Hexagone : Peux tu me dire quelques mots sur Chien d’Ivrogne, chanté cet après -midi et sur son lien éventuel avec la chanson d’Allain Leprest?
Guillaume : Cela faisait longtemps que j’avais envie d’écrire sur un ivrogne. Et le texte est venu, en se mettant du point de vue du chien. Tout à l’heure on m’a dit «Tu ne connais pas la chanson de Leprest ? » J’ai répondu . « Non, donnes moi le titre, je vais aller l’écouter ». Et c’est le même titre ! Epatant.

Hexagone : Le répertoire est centré sur des chansons rentre dedans, plutôt tristes ou noires, mais certains titres sont résolument drôles. C’est une volonté ?
Guillaume : Avoir ces deux axes donne un équilibre à l’espace que j’ai envie de développer sur Les Idiots. Il ne faut pas que cela baigne tout le temps dans le revendicatif. L’équilibre se fait un peu malgré moi. Tu commences à réfléchir à un sujet, puis parfois tu pars sur tout à fait autre chose. Par exemple, j’écrivais la chanson Boule Athée, sur le fait que les problèmes de religion empiètent beaucoup sur la vie des personnes athées. Pendant cette phase d’écriture, Lemmy le chanteur de Motôrhead meurt. Je m’arrête en plein milieu de Boule Athée en pensant qu’une chanson sur le chanteur de Motôrhead cela pouvait être cool. Et j’ai écrit les deux, en parallèle. Je m’inspire du quotidien, triste ou pas.

Hexagone : Quel est le retour du public, notamment sur les textes revendicatifs ?
Guillaume : Très souvent positif. Par exemple, en mars dernier, sur le festival Chantons sous les Pins, après le concert, deux femmes, sont venues me voir au sujet de Peste Brune, qui évoque Marine Le Pen  avec un « Merci pour cette chanson. Il faut le dire ». Car il y a une génération de chanteurs qui « ont dit » et après, cela s’est arrêté et on est allé vers du super policé. Hé bien non, moi, je le dis.

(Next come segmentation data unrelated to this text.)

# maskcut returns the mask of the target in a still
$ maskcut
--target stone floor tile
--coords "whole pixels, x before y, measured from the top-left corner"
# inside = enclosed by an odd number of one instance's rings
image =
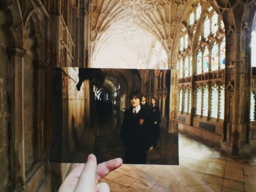
[[[111,181],[114,181],[118,178],[121,177],[122,174],[116,171],[111,172],[109,175],[105,177],[105,178]]]
[[[133,183],[129,188],[139,191],[149,191],[151,188],[151,186],[147,182],[138,180]]]
[[[209,185],[209,186],[212,189],[214,189],[215,191],[221,191],[222,185],[214,183],[209,183],[208,185]]]
[[[174,192],[187,192],[188,191],[186,188],[183,186],[181,183],[179,183],[178,185],[176,186],[174,190]]]
[[[223,183],[223,178],[210,175],[205,175],[203,180],[209,183],[218,184],[221,186],[222,186]]]
[[[246,192],[254,192],[256,190],[256,182],[255,184],[245,184],[244,190]]]
[[[172,174],[184,187],[204,184],[204,183],[188,169],[173,170]]]
[[[209,168],[212,168],[223,170],[225,170],[225,168],[226,168],[226,166],[224,165],[220,164],[219,163],[213,163],[211,162],[210,162],[209,163],[208,167]]]
[[[168,170],[162,169],[161,168],[159,168],[159,167],[154,166],[153,168],[151,169],[147,173],[162,177],[167,171]]]
[[[245,183],[256,184],[256,177],[251,176],[245,176],[244,177]]]
[[[225,165],[227,163],[227,161],[226,159],[223,159],[220,158],[211,158],[210,162],[212,163],[218,163],[221,165]]]
[[[125,173],[125,175],[138,179],[140,178],[145,173],[140,170],[132,169]]]
[[[186,187],[186,189],[189,192],[216,192],[215,190],[206,184]]]
[[[154,165],[137,165],[135,168],[144,172],[147,172],[153,167]]]
[[[136,179],[126,175],[122,175],[119,178],[117,178],[115,181],[115,183],[120,184],[126,187],[129,187],[136,181]]]
[[[150,190],[150,192],[170,192],[169,190],[166,189],[165,188],[161,187],[160,186],[155,185],[153,187],[151,188]],[[144,191],[141,191],[144,192]]]
[[[213,168],[207,168],[205,172],[206,174],[215,175],[221,177],[223,177],[224,173],[224,170],[220,170]]]
[[[124,191],[126,189],[127,189],[126,187],[104,178],[100,180],[100,182],[104,182],[108,183],[108,184],[110,186],[110,191],[111,192],[122,192]]]
[[[222,190],[221,191],[222,192],[241,192],[241,191],[243,191],[236,190],[236,189],[234,189],[228,188],[228,187],[223,187]]]
[[[166,188],[170,191],[173,191],[176,188],[178,184],[179,181],[177,180],[172,180],[162,178],[158,181],[156,185]]]
[[[237,181],[242,182],[244,182],[244,175],[238,174],[234,172],[225,172],[224,174],[224,178],[225,179],[229,179]]]
[[[244,183],[241,182],[224,179],[223,180],[223,187],[232,188],[240,191],[244,191]]]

Le Bijou (Toulouse) Juin 2017 © Michel Gallas

Hexagone : D’où te vient cette envie de textes rentre-dedans, revendicatifs ?
Guillaume : Cela m’habite depuis que je joue. Dans mes premiers groupes de punk, je braillais déjà ce type de texte. Ce n’est pas parce que je fais de la chanson que je vais arrêter. Dans ce réseau chanson, que je ne connaissais pas du tout, certains m’ont prévenu qu’’être franc du collier allait me fermer des portes. S’il faut que ce soit alambiqué et chiant pour que ça fonctionne, ce n’est pas ce que je veux faire. Je vais faire mon truc, plaire à certaines personnes et pas à d’autres. J’ai toujours eu le cul entre Brassens et Les Garçons Bouchers, je ne vais pas changer.

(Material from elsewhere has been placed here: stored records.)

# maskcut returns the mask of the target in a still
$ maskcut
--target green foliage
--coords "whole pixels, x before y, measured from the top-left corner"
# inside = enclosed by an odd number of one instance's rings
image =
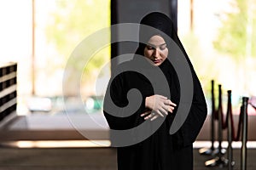
[[[248,14],[247,9],[250,5],[253,5],[254,1],[248,0],[235,0],[236,3],[232,6],[232,10],[230,13],[224,14],[222,19],[222,27],[219,29],[219,34],[216,41],[213,42],[214,48],[221,53],[233,56],[235,59],[245,56],[247,43],[252,43],[252,47],[255,46],[255,41],[247,42],[247,26]],[[253,14],[252,26],[255,28],[255,13]],[[221,15],[222,16],[222,15]],[[254,24],[253,24],[254,22]],[[252,37],[256,36],[256,32],[252,32]],[[250,52],[255,56],[255,50]]]
[[[83,39],[95,31],[110,26],[110,0],[55,0],[55,10],[52,12],[46,28],[49,43],[53,44],[65,61]],[[89,44],[90,45],[90,44]],[[84,57],[86,52],[83,52]],[[98,68],[109,60],[110,48],[104,50],[98,60],[94,60],[88,69]],[[79,61],[73,61],[74,69]]]

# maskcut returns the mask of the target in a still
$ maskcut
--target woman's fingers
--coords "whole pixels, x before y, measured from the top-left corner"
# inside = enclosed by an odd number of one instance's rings
[[[172,105],[173,107],[177,106],[177,105],[175,103],[173,103],[172,101],[171,101],[170,99],[165,100],[165,105]]]
[[[141,114],[141,116],[145,116],[146,115],[148,115],[152,112],[152,110],[147,110],[145,112],[143,112],[143,114]]]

Hexagone : Peux-tu me dire quelques mots sur les concerts en maison d’arrêt?
Guillaume : On a joué dans celle de Montauban il y a quinze jours. C’était très intime. Et deux fois ici, hier ici à Albi. C’était plus dur. Le matin, on a chanté, dans une cour, avec des barbelés autour et en face de nous toutes les fenêtres, avec une insulte à la première note de guitare. En bas, ils étaient trente-quatre le matin, et une centaine l’après-midi. Hier mon guitariste a été très impressionné voire choqué au départ, et content à la sortie. Il est clair que ce sont des moments marquants. En fin de concert, on joue un morceau un peu plus dansant sur lequel un détenu a commencé à danser. Après le concert, beaucoup sont venus me voir pour nous remercier.

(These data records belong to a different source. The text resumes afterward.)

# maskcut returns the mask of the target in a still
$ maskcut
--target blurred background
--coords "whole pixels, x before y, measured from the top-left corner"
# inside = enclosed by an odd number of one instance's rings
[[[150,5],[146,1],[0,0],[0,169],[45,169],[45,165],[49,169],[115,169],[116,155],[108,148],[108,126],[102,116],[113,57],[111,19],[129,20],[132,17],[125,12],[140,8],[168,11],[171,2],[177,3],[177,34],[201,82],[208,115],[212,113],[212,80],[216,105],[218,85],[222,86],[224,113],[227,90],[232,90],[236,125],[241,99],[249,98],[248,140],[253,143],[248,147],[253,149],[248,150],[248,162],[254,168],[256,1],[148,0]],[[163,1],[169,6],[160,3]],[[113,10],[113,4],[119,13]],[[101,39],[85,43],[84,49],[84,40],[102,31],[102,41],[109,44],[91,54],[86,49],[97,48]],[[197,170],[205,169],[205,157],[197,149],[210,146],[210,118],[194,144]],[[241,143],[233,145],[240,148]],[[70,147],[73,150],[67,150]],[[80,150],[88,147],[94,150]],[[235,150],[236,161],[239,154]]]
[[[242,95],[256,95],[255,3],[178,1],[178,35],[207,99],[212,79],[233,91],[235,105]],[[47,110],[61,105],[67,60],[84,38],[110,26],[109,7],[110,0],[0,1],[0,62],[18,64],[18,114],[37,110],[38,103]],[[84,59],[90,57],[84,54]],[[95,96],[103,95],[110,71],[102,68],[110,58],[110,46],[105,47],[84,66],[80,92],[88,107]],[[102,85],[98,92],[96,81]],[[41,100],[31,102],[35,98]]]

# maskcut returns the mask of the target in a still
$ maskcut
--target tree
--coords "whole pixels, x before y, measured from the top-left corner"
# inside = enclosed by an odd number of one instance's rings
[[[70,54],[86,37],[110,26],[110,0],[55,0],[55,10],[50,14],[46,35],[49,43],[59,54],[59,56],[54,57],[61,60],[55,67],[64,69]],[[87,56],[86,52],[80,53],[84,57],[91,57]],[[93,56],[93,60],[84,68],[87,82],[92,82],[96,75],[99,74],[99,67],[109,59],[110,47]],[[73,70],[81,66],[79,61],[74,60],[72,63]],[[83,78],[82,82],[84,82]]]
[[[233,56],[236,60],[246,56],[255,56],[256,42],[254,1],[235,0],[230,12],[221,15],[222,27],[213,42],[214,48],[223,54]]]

Hexagone : Dans le cadre d’un concert en maison d’arrêt modifies-tu ton set ?
Guillaume : Non, sur la liste de chansons. Mais j’ai dû rentrer très fort dedans pour « les avoir », pour recueillir leur attention au départ, je peux moins me poser entre les titres.  J’ai chanté Cayenne, et cela a bien fait réagir les détenus. « Mort aux vaches, Mort aux condés » a résonné dans toute la prison » : c’était assez terrible.


Samedi 8 juillet : Les Idiots au Tremplin Découvertes Chanson. Pause Guitare à Albi.